I’m following along, as much as I have time to, the latest iteration of ds106, #noir106. I’m excited, not just because, well, it’s ds106, which I love, but also because when it comes right down to it, I’m not really sure what “noir” is. I have this image of black and white films, fedoras, lots of smoking, and private detectives. But what, could one say, makes a story or a film or a piece of audio (or anything else) “noir”?
Fortunately, this week there are some resources suggested to help answer this question (scroll down on this page). I’ll just comment on a couple of these here.
Paul Schrader, in “Notes on Film Noir” (1972) says that film noir is not a genre determined by “conventions of setting and conflict, but rather by tone and mood.” And the tone and mood seem to be, of course, dark. He speaks of stories about crime and corruption, about aspects of the psyche and character that one might wish to sweep under the rug, stories that express hopelessness rather than happy endings. There is “loss, nostalgia, lack of clear priorities, insecurity” (11). Part of this is the “post-war disillusionment” that occurred in America after WWII, in which there was a desire for “realism” rather than empty optimism (expressed in part through scenes shot in real locations rather than in studios from which the subtle–or not so subtle–sense of simulation could blunt the “sting” of the noir tone (10). Schrader also points to the influence of the “hard boiled” novels of authors such as Dashiell Hammet and Raymond Chandler, who created cynical heroes with a “narcissistic, defeatist code” (10.
The filmic aspects of film noir, according to Schrader, include (unsurprisingly) that “most of the scenes are lit for night”–even during the day the scenes are dark, with shutters closed and low lights (11). Actors are often in shadow, as if they don’t stand out from the rest of the scene, the city, producing a sense of defeatism–no matter what they do, the city will win out. There is an emphasis on water, including city streets wet with rain and docks and piers as common meeting places.
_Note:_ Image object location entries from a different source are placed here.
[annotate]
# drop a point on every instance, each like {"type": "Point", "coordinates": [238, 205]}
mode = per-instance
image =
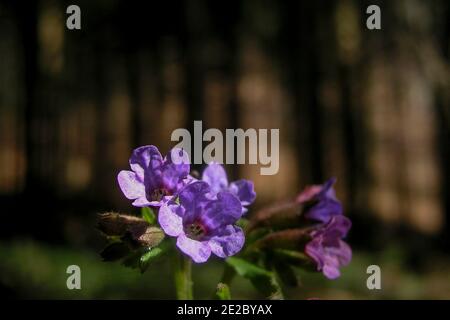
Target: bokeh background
{"type": "Point", "coordinates": [369, 107]}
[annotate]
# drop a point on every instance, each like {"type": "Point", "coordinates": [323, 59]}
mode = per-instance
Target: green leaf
{"type": "Point", "coordinates": [148, 257]}
{"type": "Point", "coordinates": [286, 274]}
{"type": "Point", "coordinates": [148, 215]}
{"type": "Point", "coordinates": [263, 280]}
{"type": "Point", "coordinates": [223, 292]}
{"type": "Point", "coordinates": [247, 269]}
{"type": "Point", "coordinates": [115, 251]}
{"type": "Point", "coordinates": [294, 258]}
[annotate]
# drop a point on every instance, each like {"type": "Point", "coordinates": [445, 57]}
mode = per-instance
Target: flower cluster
{"type": "Point", "coordinates": [326, 247]}
{"type": "Point", "coordinates": [201, 214]}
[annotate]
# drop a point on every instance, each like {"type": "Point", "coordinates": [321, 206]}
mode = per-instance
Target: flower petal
{"type": "Point", "coordinates": [169, 220]}
{"type": "Point", "coordinates": [175, 169]}
{"type": "Point", "coordinates": [197, 250]}
{"type": "Point", "coordinates": [229, 241]}
{"type": "Point", "coordinates": [193, 198]}
{"type": "Point", "coordinates": [131, 186]}
{"type": "Point", "coordinates": [244, 190]}
{"type": "Point", "coordinates": [227, 209]}
{"type": "Point", "coordinates": [145, 159]}
{"type": "Point", "coordinates": [215, 175]}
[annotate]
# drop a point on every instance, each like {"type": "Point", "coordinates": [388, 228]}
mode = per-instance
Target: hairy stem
{"type": "Point", "coordinates": [183, 277]}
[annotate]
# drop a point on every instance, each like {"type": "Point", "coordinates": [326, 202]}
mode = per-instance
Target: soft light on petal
{"type": "Point", "coordinates": [131, 186]}
{"type": "Point", "coordinates": [244, 190]}
{"type": "Point", "coordinates": [169, 220]}
{"type": "Point", "coordinates": [227, 209]}
{"type": "Point", "coordinates": [197, 250]}
{"type": "Point", "coordinates": [145, 159]}
{"type": "Point", "coordinates": [216, 177]}
{"type": "Point", "coordinates": [229, 242]}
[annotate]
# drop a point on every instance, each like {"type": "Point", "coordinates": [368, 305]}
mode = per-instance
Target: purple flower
{"type": "Point", "coordinates": [324, 204]}
{"type": "Point", "coordinates": [154, 180]}
{"type": "Point", "coordinates": [327, 249]}
{"type": "Point", "coordinates": [203, 225]}
{"type": "Point", "coordinates": [216, 177]}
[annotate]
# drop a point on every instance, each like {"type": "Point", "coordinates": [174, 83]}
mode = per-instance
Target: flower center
{"type": "Point", "coordinates": [195, 231]}
{"type": "Point", "coordinates": [158, 194]}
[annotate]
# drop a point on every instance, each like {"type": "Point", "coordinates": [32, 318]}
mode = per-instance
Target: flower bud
{"type": "Point", "coordinates": [115, 224]}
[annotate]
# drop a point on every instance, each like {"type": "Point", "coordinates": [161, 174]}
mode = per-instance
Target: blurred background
{"type": "Point", "coordinates": [369, 107]}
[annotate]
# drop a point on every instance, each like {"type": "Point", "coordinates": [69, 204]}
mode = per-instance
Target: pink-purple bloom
{"type": "Point", "coordinates": [154, 179]}
{"type": "Point", "coordinates": [216, 177]}
{"type": "Point", "coordinates": [324, 204]}
{"type": "Point", "coordinates": [327, 248]}
{"type": "Point", "coordinates": [203, 225]}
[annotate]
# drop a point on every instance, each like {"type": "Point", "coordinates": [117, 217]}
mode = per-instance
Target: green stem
{"type": "Point", "coordinates": [183, 277]}
{"type": "Point", "coordinates": [228, 275]}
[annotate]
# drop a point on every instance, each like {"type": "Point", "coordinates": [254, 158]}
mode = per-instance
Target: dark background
{"type": "Point", "coordinates": [369, 107]}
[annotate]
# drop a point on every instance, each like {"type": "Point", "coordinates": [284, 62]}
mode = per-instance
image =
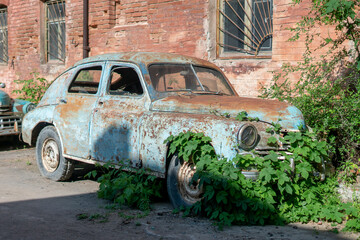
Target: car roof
{"type": "Point", "coordinates": [146, 58]}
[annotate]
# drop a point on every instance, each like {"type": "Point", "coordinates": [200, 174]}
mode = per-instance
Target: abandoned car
{"type": "Point", "coordinates": [11, 113]}
{"type": "Point", "coordinates": [121, 108]}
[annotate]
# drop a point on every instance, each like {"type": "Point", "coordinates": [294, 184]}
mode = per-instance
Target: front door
{"type": "Point", "coordinates": [117, 117]}
{"type": "Point", "coordinates": [73, 115]}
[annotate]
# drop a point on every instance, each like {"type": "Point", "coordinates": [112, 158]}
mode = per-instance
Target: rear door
{"type": "Point", "coordinates": [73, 115]}
{"type": "Point", "coordinates": [118, 115]}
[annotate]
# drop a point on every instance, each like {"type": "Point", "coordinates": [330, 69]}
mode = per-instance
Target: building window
{"type": "Point", "coordinates": [244, 28]}
{"type": "Point", "coordinates": [3, 36]}
{"type": "Point", "coordinates": [55, 30]}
This article helps me a great deal, pointing to how noir need not be just about crime fiction, but could include numerous types of stories of corruption, despair, hopelessness, etc.
What I found interesting, though, was that on the noir106 week one site there is also suggested a Bugs Bunny cartoon (among other cartoons, including Scooby Doo and Courageous Cat), called “Racketeer Rabbit.” This could be interpreted as a parody of noir, in that it contains the usual noir aspects (dark scenes, gangsters, guns, violence), but uses them in a humorous context. Yet at the same time, it’s kind of noir itself, what with Bugs being also cruel and violent, showing the “dark underbelly” of the (human?) character to the degree to which the gangster, at the end, would rather flee to the cops than stay with him.
The other noir example I explored was the podcast “Welcome to Night Vale.” That’s partly because I’ve listened to this podcast before, but hadn’t thought of it as “noir.” If I describe this podcast it doesn’t sound like much: a single narrator speaks in the character of a community radio host, talking about the goings-on in the town of Night Vale. Those goings-on, though, range from the bizarre to the absurd to, well, what one might encounter in a sci-fi horror story, all of which are treated as more or less normal by the narrator. After reading Schrader’s article, though, I can see how we might consider this podcast in the noir genre, focusing as it does on the dark, the negative, the horrific, the mysterious, and doing so as if these were simply a part of life. (Honestly, though, the podcast is also very funny, which to me is the main “tone” I get from it rather than darkness).
We were also asked to suggest other examples of noir. I am having a bit of trouble with this, but if I think of the most dark and depressing story I’ve read in awhile, the first thing that comes to mind is The Road, by Cormac McCarthy. I think that one might work.